Stan Neumann est un documentariste français d'origine tchèque... Il connait Prague « avant » et « après ».
« Je pense que le gros du choc est déjà passé. Je vois maintenant un peu ce que j'avais déjà vu dans les années 90 quand j'ai travaillé ici. Les gens ont tourné la page.. J'avoue que cela m'a fait quelque chose quand j'ai entendu à Paris que la République tchèque était dans l'Union européenne. Cela m'a ému, je me suis dit, ça y est... J'ai en même temps une certaine nostalgie de la Prague de mon enfance, du quartier de Zizkov quand c'était sale, de la rue où je suis née et qui a disparu depuis.... »
Jean-Michel Peltier travaille depuis la fin des années 90 au Ministère de la Justice tchèque en tant que magistrat de liaison. Quel regard porte-t-il sur les changements survenus dans le domaine judiciaire en République tchèque, pendant les 15 années écoulées ?
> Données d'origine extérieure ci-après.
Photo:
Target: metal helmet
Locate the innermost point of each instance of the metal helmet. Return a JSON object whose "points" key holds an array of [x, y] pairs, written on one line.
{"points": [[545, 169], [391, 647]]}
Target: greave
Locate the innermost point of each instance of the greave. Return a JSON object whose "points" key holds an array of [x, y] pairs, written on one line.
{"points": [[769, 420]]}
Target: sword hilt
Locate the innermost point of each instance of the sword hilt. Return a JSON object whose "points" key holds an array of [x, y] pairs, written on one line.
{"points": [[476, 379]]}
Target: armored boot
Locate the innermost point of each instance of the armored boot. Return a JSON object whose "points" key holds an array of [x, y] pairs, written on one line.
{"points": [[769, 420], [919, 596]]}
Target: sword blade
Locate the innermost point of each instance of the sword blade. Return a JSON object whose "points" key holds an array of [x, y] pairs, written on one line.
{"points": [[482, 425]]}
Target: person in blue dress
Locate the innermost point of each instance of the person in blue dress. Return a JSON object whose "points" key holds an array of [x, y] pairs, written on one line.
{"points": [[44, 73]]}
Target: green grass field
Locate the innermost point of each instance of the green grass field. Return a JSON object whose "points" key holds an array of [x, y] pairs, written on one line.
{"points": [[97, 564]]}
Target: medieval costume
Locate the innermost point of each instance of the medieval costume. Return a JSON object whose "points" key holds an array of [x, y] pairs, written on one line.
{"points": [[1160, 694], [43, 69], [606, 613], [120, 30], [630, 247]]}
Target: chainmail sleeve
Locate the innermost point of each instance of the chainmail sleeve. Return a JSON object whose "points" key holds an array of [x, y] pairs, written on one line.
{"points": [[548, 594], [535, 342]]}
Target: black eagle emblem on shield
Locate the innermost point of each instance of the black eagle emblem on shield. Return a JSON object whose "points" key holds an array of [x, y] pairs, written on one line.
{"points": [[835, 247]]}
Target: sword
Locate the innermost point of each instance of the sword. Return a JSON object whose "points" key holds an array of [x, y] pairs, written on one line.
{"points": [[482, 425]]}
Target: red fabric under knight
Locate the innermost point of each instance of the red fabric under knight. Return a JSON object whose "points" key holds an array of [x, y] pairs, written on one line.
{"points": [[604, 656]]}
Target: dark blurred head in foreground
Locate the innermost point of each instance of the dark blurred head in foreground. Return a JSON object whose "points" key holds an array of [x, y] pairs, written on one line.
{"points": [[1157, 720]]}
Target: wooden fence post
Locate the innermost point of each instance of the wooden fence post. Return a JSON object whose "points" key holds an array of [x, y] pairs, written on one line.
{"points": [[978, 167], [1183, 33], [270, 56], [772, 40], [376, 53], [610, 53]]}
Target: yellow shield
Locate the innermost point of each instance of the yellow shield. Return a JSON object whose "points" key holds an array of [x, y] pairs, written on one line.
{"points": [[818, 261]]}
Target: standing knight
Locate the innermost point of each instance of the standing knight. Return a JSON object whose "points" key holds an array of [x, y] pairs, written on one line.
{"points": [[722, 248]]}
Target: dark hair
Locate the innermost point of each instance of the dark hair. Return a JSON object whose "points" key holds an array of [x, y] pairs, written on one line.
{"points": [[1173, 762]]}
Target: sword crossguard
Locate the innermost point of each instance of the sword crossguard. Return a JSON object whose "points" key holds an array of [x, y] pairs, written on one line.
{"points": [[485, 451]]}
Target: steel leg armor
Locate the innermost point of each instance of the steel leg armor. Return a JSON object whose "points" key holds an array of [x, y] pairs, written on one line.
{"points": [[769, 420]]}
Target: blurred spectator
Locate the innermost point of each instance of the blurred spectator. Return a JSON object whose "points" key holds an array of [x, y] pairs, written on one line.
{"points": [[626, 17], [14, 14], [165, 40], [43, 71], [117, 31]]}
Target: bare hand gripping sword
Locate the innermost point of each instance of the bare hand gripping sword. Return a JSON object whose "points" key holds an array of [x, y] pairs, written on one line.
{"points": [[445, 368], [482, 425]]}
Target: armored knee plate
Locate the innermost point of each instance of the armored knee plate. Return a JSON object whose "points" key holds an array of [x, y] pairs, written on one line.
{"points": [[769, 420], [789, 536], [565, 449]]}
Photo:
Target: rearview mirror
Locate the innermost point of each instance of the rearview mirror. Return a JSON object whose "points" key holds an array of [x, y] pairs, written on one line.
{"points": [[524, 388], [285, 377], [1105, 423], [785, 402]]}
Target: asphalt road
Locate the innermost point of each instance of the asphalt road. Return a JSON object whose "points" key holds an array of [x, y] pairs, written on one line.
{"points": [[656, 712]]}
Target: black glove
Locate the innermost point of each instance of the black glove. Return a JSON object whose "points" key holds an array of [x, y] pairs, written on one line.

« Comme je le dis chaque fois, les changements ont été considérables dans le domaine judiciaire. Ils sont notamment d'ordre institutionnel. De très importants changements pratiques sont intervenus : une réforme du code de procédure civile ou celle du code pénal. La réforme judiciaire est par ailleurs un sujet constant d'adaption, parce qu'il faut adapter l'outil judiciaire à la société qui évolue ».
A en croire les sondages, un Tchèque sur cinq est nostalgique de l'ancien régime. Mais pour la plupart des Tchèques, le souvenir de l'état de grâce, d'euphorie et de liesse qu'ils ont vécu, il y a 15 ans, ne s'efface pas... En dépit des difficultés que la société a connues dans la période post-communiste, en dépit d'éventuelles amertumes ou déceptions... Vaclav Havel, figure de proue de la Révolution de Velours, trouve un remède : pour lui, l'art et la culture sont là pour relever le moral.« Ce qui est à mon sens important dans la politique et ce que l'on a tendance à oublier, c'est le climat dans la société. Les politiciens contribuent considérablement, tant bien que mal, à la création de ce climat. Je pense que c'est l'Art, à force de poser les principales questions existentielles et de refléter les sentiments et les sensations de l'homme, qui est à même de cultiver ce climat. C'est vers la culture que les gens tournent leurs espoirs au moment où il leur semble que les politiciens détériorent l'atmosphère, au lieu de l'apaiser ».